Míster Jack Maldon me estrechó la mano un poco fríamente, según me pareció, y con un aire de protección lánguida que me chocó bastante. En realidad su aire de languidez era curioso de ver en todo momento, excepto, sin embargo, cuando se dirigía a su prima Annie.

—¿Ha desayunado usted, míster Jack? —preguntó el doctor.

—No desayuno casi nunca —replicó apoyando la cabeza en el respaldo del sillón—. Me aburre.

—¿Hay alguna noticia hoy? —preguntó el doctor.

—Nada —repuso Maldon—. Algunas historias de gentes que se mueren de hambre en Escocia y están descontentos. Pero siempre hay personas que se mueren de hambre y no están contentas.

El doctor le dijo con gravedad, para cambiar la conversación:

—¿Entonces no hay ninguna noticia? Pues bien. No hacer noticias es haberlas buenas, como se dice.

—En los periódicos hay una historia muy larga a propósito de un crimen; pero todos los días hay asesinatos; no lo he leído.

En aquel tiempo todavía no se miraba la indiferencia afectada por todo lo de la humanidad como una gran prueba de elegancia, como se ha hecho más tarde. Después he visto esas máximas muy de moda, y se las he visto practicar con tal éxito a muchos caballeros y señoras que, dado el interés que se tomaban por el género humano, más les valía haber nacido ranas. Quizá la impresión que me causó entonces Maldon no fue tan viva porque era nueva; pero sé que aquello no contribuía a realzarle en mi estimación ni en mi confianza.

—Venía a saber si Annie quería ir esta noche a la ópera —dijo Maldon volviéndose hacia ella—. Es la última representación de la temporada que merezca la pena y hay una cantante que no puede dejar de oír. Es una mujer que canta de una manera arrebatadora, sin contar con que es de una fealdad deliciosa.
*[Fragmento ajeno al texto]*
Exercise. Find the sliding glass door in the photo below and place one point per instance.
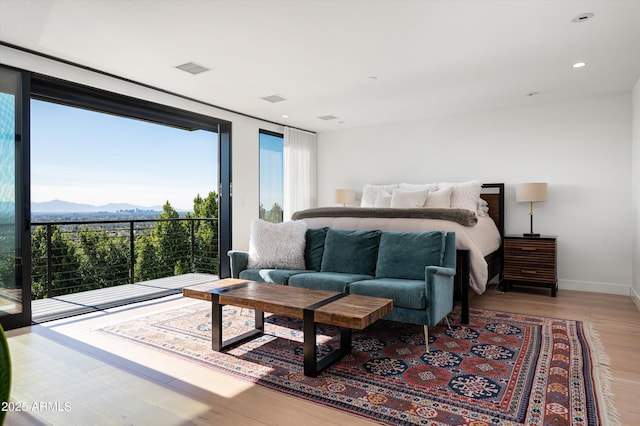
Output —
(15, 286)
Después de esto recayó en su languidez.

El doctor, siempre encantado de lo que pudiera gustar a su mujer, se volvió hacia ella y le dijo:

—Debes ir, Annie; debes ir.

—No, te lo ruego —contestó—; prefiero quedarme en casa; prefiero quedarme en casa.

Y sin mirar a su primo me dirigió la palabra pidiéndome noticias de Agnes, preguntándome si no vendría a verla; si no sería probable que fuera aquel mismo día, y tan molesta que yo me preguntaba cómo podría ser que el doctor, ocupado en aquel momento en untar manteca a su pan tostado, no viera una cosa que saltaba a la vista.

Pero no veía nada. Le dijo riendo que era joven y que debía divertirse, en lugar de aburrirse con un vejestorio como él. Además, le dijo que contaba con que ella le cantara después el repertorio de la nueva cantante y ¿cómo se las arreglaría si no había ido a oírla? El doctor insistió en arreglar la velada para que ella se divirtiera, y Jack Maldon quedó en volver a Highgate. Después de decidirlo él se volvió a su sinecura, supongo; pero se fue a caballo y sin apresurarse.